In any case, the patient reader will eventually figure out that suggestive photographs of young lovers—and aspiring professional models—Natsui and Ritsu have been leaked to the media, causing a public scandal. To give things time to die down, their modeling agency sends them on a camping retreat where they can train intensively for an upcoming campaign. The rest of the series focuses upon two parallel plots related to the retreat. The first involves the main couple; Natsui feels unworthy of Ritsu and allows Ritsu's assistant to take advantage of him in the name of “private tutoring.” Of course, they eventually end up confirming and consummating their love—at great length through most of volume two—in a private hotel room. Meanwhile, Nanao disguises himself as a woman to enter a contest and gets kidnapped by a gang of hooligans. His friend Shigure has to rescue him, and the two realize that they love each other. The series rounds down with two bonus one-shot stories, “True Love for Sale,” about a prostitute who finds redemption in the arms of one of his clients and “Bittersweet Honey,” about a rich boy who seduces his police bodyguard.

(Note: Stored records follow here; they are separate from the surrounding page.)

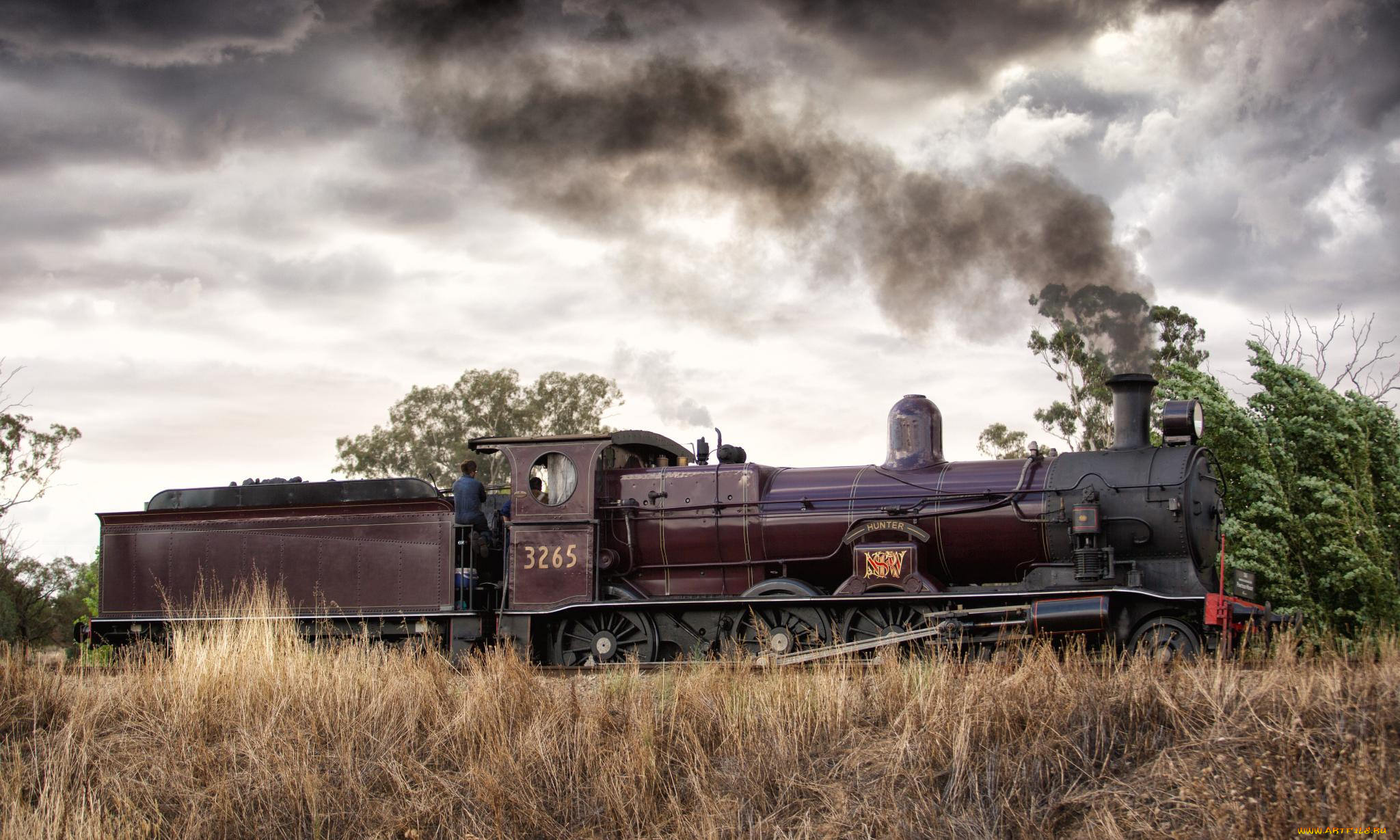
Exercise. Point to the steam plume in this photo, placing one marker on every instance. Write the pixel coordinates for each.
(608, 126)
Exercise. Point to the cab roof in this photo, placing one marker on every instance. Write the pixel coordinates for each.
(632, 437)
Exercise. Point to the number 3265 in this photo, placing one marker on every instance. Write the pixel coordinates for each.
(541, 556)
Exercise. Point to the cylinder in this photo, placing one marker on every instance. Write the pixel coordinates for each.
(1070, 615)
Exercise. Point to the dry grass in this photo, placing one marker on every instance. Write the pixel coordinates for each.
(245, 731)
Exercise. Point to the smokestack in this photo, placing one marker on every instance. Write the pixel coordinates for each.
(1131, 409)
(916, 435)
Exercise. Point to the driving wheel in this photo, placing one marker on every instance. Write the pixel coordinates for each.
(591, 639)
(863, 623)
(779, 630)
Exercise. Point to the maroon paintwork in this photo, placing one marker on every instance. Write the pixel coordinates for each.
(720, 530)
(392, 558)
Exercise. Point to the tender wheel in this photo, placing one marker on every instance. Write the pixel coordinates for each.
(1165, 640)
(779, 630)
(863, 623)
(605, 638)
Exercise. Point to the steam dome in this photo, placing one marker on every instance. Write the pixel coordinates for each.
(916, 435)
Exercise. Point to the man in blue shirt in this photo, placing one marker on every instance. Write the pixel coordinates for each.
(468, 496)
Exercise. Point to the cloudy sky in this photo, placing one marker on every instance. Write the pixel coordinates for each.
(234, 231)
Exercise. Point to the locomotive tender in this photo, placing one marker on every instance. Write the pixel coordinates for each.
(637, 546)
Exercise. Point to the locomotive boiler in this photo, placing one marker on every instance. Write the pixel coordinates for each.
(634, 546)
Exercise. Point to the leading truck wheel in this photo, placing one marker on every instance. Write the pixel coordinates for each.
(591, 639)
(1165, 640)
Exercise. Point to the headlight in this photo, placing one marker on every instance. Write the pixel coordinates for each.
(1183, 422)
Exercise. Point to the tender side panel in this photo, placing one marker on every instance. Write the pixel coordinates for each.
(328, 565)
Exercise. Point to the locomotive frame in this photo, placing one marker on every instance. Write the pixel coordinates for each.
(638, 549)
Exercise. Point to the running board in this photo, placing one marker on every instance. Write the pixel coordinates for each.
(947, 630)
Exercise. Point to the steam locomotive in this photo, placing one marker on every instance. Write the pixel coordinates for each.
(634, 546)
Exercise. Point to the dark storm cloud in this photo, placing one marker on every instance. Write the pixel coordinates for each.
(152, 34)
(952, 41)
(615, 135)
(72, 111)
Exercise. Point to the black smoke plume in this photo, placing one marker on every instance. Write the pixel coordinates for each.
(608, 124)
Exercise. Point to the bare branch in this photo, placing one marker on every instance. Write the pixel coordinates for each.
(1365, 367)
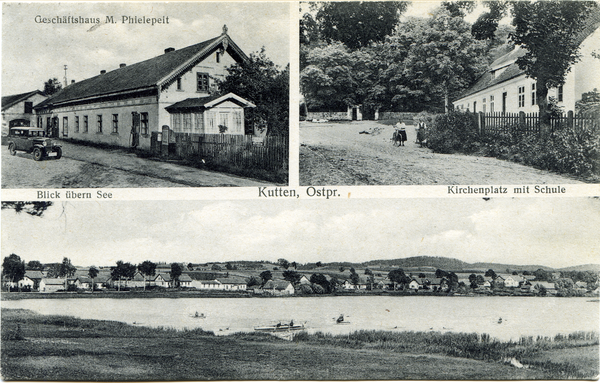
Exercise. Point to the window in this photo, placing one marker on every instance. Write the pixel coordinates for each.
(65, 126)
(521, 96)
(199, 122)
(144, 123)
(560, 93)
(176, 122)
(187, 122)
(115, 123)
(202, 80)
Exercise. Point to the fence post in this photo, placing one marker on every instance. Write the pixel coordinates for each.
(480, 123)
(521, 118)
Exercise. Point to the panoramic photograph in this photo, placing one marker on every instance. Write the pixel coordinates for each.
(145, 94)
(384, 289)
(437, 93)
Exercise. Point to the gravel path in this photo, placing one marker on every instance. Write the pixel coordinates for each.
(88, 167)
(337, 154)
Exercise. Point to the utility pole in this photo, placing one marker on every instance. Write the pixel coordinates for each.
(66, 83)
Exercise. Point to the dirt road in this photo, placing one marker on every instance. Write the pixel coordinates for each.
(337, 154)
(88, 167)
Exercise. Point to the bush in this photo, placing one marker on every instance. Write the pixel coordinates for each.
(455, 132)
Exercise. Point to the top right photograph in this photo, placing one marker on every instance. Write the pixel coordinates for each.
(446, 93)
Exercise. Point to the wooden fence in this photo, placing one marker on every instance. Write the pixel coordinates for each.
(529, 123)
(270, 153)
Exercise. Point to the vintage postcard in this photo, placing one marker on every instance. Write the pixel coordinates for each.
(145, 94)
(416, 199)
(433, 93)
(433, 289)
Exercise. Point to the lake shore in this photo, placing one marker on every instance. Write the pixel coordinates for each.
(39, 347)
(5, 296)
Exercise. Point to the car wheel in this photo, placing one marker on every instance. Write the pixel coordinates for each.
(37, 154)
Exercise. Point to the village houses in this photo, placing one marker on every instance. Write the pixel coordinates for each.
(505, 88)
(136, 103)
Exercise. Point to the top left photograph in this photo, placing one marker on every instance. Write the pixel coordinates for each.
(141, 95)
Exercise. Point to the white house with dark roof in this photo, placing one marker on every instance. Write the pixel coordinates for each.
(126, 105)
(505, 88)
(17, 109)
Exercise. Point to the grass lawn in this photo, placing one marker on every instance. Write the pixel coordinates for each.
(36, 347)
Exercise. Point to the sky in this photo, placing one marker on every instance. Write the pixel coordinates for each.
(34, 52)
(553, 232)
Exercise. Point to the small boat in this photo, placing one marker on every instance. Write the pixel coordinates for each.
(280, 327)
(341, 320)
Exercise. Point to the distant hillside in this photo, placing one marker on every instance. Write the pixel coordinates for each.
(422, 261)
(589, 267)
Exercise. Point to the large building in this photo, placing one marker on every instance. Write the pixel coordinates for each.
(505, 88)
(125, 106)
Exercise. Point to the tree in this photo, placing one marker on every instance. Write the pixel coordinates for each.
(35, 265)
(52, 86)
(266, 276)
(490, 273)
(357, 24)
(444, 58)
(147, 269)
(35, 209)
(320, 280)
(175, 273)
(122, 270)
(292, 276)
(13, 268)
(548, 31)
(263, 83)
(66, 270)
(283, 263)
(93, 273)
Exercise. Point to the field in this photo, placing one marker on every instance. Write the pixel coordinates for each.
(36, 347)
(338, 154)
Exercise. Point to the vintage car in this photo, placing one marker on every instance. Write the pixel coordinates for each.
(32, 140)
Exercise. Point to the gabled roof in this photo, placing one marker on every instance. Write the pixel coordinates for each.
(512, 69)
(148, 74)
(34, 274)
(232, 281)
(208, 102)
(8, 101)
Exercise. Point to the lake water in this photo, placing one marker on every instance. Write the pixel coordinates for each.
(521, 316)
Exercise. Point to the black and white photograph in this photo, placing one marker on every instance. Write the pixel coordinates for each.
(423, 289)
(456, 92)
(140, 94)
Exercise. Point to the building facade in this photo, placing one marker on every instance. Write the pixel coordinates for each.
(124, 106)
(17, 109)
(505, 88)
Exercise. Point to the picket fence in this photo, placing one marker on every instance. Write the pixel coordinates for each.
(269, 153)
(529, 123)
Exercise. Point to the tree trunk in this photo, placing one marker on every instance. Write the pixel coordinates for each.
(541, 91)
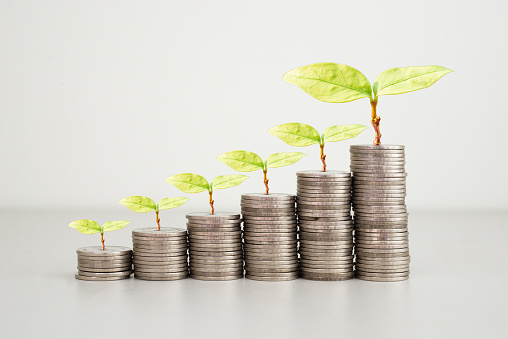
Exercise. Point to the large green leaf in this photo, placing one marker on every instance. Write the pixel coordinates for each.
(167, 203)
(189, 182)
(86, 226)
(227, 181)
(139, 204)
(242, 161)
(330, 82)
(283, 159)
(296, 134)
(407, 79)
(342, 132)
(114, 225)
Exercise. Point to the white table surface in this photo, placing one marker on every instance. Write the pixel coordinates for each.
(458, 288)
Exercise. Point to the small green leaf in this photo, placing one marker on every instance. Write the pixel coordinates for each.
(407, 79)
(296, 134)
(283, 159)
(189, 182)
(86, 226)
(167, 203)
(114, 225)
(139, 204)
(342, 132)
(227, 181)
(330, 82)
(242, 161)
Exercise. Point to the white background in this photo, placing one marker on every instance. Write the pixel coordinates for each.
(105, 99)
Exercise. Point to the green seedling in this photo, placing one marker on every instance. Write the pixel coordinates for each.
(141, 204)
(86, 226)
(337, 83)
(193, 183)
(244, 161)
(300, 135)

Neither the main storyline of Thunderbolt Boys: Excite nor the two shorts are particularly worthy, even by the admittedly low standards of the boy's love genre. The characters are flat-out unrealistic, cookie-cutter archetypes, and the situations they find themselves in, particularly those involving coerced sex, are so clichéd that they read like a bad joke. Even depictions of the characters' passions are hollow and stale—plenty of shots of tangled limbs, but no genuine heart anywhere to be found. “Love” should always be the keyword of the BL genre. This series, on the other hand, is just a banal exercise in erotic spectacle. (If all you want are the sex scenes, head straight over to volume two, which is more explicit than volume one.)

Arguably worst of all, though, the conflict involving those tabloid photos that got this sequel started in the first place is never fully resolved, kicked unashamedly to the wayside like the sorry excuse for a BL plot that it always was. And moreover, because the mangaka met an untimely death last year, it never will be. At the end of the day, this series is unlikely to please anyone. Sure it's got some bishounen eye candy, but eye candy is penny-cheap these days, and it's not demanding too much to expect more.

Grade:
Overall : C
Story : D+
Art : B

+ A decent helping of pretty boys wearing sultry expressions. Plenty of BL action in the second volume.
Too bad they're all dressed up with nowhere to go and nothing to do. Plot and characterization are a joke.